Several years ago, my mom and I were obsessed with Shard Art. My mom had taken a class at a local antique business and we caught the bug. Big time.
We looked through everything we owned to determine what we’d be willing to part with so we could break it. That was the best part of it. The breaking.
Some things were harder to break than others. For the more sturdy items such as tile or plates, we’d layer the item between two old towels and place it on a board (to protect the table) before hitting it with a hammer. I remember beating the heck out of a tile with a hammer trying to get it just the right size. It was a good way to get out any frustrations too.
Other items (teacups and figurines) were so fragile you had be careful not to pulverize them. Those we’d put in an old pillowcase and simply drop them on the floor or swing them against a doorframe. Teacups were tricky, because we wanted to keep the handles intact. Depending on what we were making, cup handles and little teapot lids were a special detail.

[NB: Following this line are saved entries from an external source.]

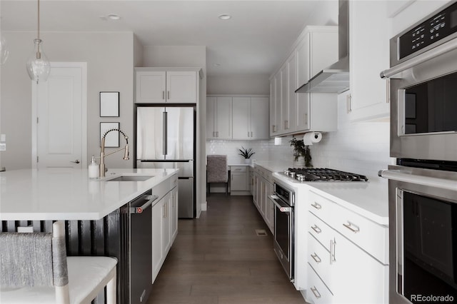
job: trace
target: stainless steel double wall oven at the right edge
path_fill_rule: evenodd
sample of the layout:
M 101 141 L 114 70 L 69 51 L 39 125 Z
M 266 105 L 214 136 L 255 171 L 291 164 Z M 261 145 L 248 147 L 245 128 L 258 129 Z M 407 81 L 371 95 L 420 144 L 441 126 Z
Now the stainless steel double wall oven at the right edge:
M 390 41 L 389 303 L 457 301 L 457 3 Z

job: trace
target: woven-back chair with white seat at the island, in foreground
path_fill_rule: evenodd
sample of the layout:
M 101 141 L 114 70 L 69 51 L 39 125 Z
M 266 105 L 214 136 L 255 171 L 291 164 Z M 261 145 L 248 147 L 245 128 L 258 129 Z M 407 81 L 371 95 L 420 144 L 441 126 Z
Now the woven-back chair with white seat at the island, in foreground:
M 106 286 L 116 303 L 115 258 L 66 256 L 63 221 L 52 233 L 0 233 L 0 303 L 91 303 Z

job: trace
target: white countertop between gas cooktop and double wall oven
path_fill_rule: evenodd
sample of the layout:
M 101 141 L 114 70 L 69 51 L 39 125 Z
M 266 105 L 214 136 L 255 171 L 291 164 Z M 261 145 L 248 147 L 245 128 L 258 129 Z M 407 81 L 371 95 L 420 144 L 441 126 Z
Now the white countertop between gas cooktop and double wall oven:
M 313 191 L 371 221 L 388 226 L 388 181 L 384 178 L 368 176 L 367 182 L 301 182 L 282 173 L 273 173 L 273 178 L 298 191 L 301 188 Z

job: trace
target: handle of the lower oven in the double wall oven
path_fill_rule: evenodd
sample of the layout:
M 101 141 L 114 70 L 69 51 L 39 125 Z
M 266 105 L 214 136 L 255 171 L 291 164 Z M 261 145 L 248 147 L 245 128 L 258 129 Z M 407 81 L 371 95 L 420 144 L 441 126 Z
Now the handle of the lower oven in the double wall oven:
M 400 170 L 381 170 L 378 176 L 388 178 L 393 181 L 404 181 L 406 183 L 416 183 L 421 186 L 429 186 L 446 190 L 456 191 L 457 181 L 444 178 L 433 178 L 430 176 L 418 176 L 416 174 L 405 173 Z

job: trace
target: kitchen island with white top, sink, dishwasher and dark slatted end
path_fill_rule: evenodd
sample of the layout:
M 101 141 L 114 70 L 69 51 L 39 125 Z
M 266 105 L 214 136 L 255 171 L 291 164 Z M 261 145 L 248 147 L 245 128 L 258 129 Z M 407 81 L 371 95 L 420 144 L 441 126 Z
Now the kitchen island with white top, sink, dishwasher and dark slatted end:
M 141 303 L 176 238 L 178 171 L 110 169 L 96 179 L 86 169 L 1 172 L 1 231 L 50 232 L 53 221 L 65 221 L 67 255 L 116 257 L 117 303 Z M 151 207 L 139 211 L 134 201 Z

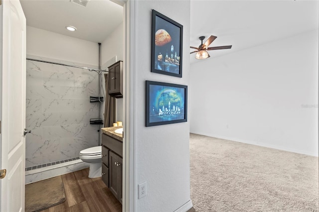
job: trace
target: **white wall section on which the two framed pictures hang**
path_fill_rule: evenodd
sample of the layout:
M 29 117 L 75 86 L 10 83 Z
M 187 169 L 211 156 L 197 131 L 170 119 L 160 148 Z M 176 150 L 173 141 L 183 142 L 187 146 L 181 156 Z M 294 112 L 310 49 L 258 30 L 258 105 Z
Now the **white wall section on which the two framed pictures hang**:
M 151 73 L 151 9 L 184 27 L 182 78 Z M 147 182 L 147 196 L 136 200 L 137 212 L 172 212 L 190 203 L 189 121 L 145 127 L 146 80 L 189 85 L 189 13 L 190 1 L 136 1 L 137 49 L 135 69 L 130 70 L 136 77 L 135 137 L 131 141 L 135 143 L 136 191 L 138 184 Z

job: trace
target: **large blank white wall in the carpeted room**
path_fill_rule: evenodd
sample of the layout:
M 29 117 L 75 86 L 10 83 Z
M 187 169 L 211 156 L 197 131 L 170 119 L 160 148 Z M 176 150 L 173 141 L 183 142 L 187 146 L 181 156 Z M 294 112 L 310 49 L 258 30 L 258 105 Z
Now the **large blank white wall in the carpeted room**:
M 318 29 L 191 65 L 190 131 L 318 156 Z

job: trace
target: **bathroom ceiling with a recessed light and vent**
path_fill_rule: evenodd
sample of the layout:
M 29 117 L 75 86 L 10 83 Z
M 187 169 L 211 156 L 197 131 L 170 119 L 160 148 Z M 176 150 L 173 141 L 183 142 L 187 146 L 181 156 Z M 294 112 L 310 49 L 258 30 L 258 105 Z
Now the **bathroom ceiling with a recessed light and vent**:
M 104 41 L 123 22 L 123 7 L 110 0 L 87 0 L 85 7 L 73 0 L 20 2 L 26 25 L 97 43 Z M 68 25 L 77 30 L 68 31 L 65 28 Z

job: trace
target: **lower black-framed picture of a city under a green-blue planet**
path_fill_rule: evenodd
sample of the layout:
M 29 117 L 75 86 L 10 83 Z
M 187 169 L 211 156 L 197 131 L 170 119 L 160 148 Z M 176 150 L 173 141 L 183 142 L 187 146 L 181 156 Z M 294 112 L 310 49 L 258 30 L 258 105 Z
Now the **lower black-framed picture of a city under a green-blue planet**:
M 146 81 L 146 126 L 187 121 L 187 86 Z

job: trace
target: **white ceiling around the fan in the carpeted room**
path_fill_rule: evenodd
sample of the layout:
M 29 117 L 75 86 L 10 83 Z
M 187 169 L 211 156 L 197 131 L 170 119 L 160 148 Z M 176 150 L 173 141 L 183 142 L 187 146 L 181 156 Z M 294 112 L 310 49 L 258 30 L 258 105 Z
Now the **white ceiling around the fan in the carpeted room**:
M 191 46 L 199 46 L 199 36 L 206 36 L 206 41 L 210 35 L 217 36 L 210 47 L 233 45 L 231 49 L 208 51 L 207 60 L 319 26 L 319 1 L 191 0 L 190 8 Z M 190 62 L 200 62 L 195 53 Z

We found a lot of ‘treasures’ at a favorite thrift store that benefitted the blind. When the cashier would find out what were doing with the dishes we bought, she’d give us half off. “Oh, if you’re just going to break them, I’ll give you half off”. Hmmm… I always thought I should get half off only if I truly needed them and couldn’t afford anything else. Anyway, I once found almost a dozen green and white polka dot mugs there. They were really cute. I thought about actually using them to drink out of, but I couldn’t resist…
The birdhouse below is made from dishes that we used at our cabin in Lake Tahoe when I was a kid. I always loved them and they have sentimental value. I still get excited if I see them in a thrift or
antique junk store. They were shipped to me and the soup tureen broke in transit. Heartbreaking at first, but then I used the broken pieces to make a couple of birdhouses for my sister and me. Now we have the memory of our cabin!
SHARD ART How-To:
- Tile, ceramic plates, cups, figurines, etc.
- Small board
- Two old towels
- Item to cover with tile
- Silicone glue (clear)
- Container for grout
- Container for water
- Old rubber spatula
- Sponge or baby wipes
- Table covering (vinyl cloth, newspapers, etc.)
- Layer your item between two old towels and place on a board on a sturdy surface. It WILL damage your table, so put a board under before breaking. Using a hammer, break your items into pieces of desired size.
- Using silicone glue, arrange and adhere the pieces to the object you are covering. It’s almost as if you are putting together a puzzle. Sometimes you have to search for just the right piece to fill a gap. The closer together your shards are, the better. And don’t be gloppy with the glue. It doesn’t take a tremendous amount to work. [Be careful not to get glue on your hands. It doesn’t come off easily.]
- Once the glue is dry (which does not take long) mix a small amount of grout in a container that you don’t want to use again. Have another container of water nearby with a sponge. Mix the grout so that it is thick, but spreadable.
- Working in small areas at a time and using an old rubber spatula, generously spread the grout on your object. Use the spatula to push the grout down into the gaps. You want to keep pushing and smushing it down so that it gets underneath the pieces and gaps. This helps prevent against cracking. Don’t worry that the grout covers the shards, you’ll uncover them later.
- As you continue grouting the entire piece, you’ll see the grout become crumbly as it dries out. As this happens, simply add more water to your mixture. Use a damp sponge to help smooth out and push the grout between the gaps.
- When you are finished grouting, take a damp sponge and gently clean off the grout to expose the shards, rinsing the sponge clean as needed. Baby wipes also work well and are disposable. The shards don’t have to be perfectly clean the chalky white residue will come off easily after the grout sets.
- When it looks clean, set it aside to dry. It’ll be dry overnight!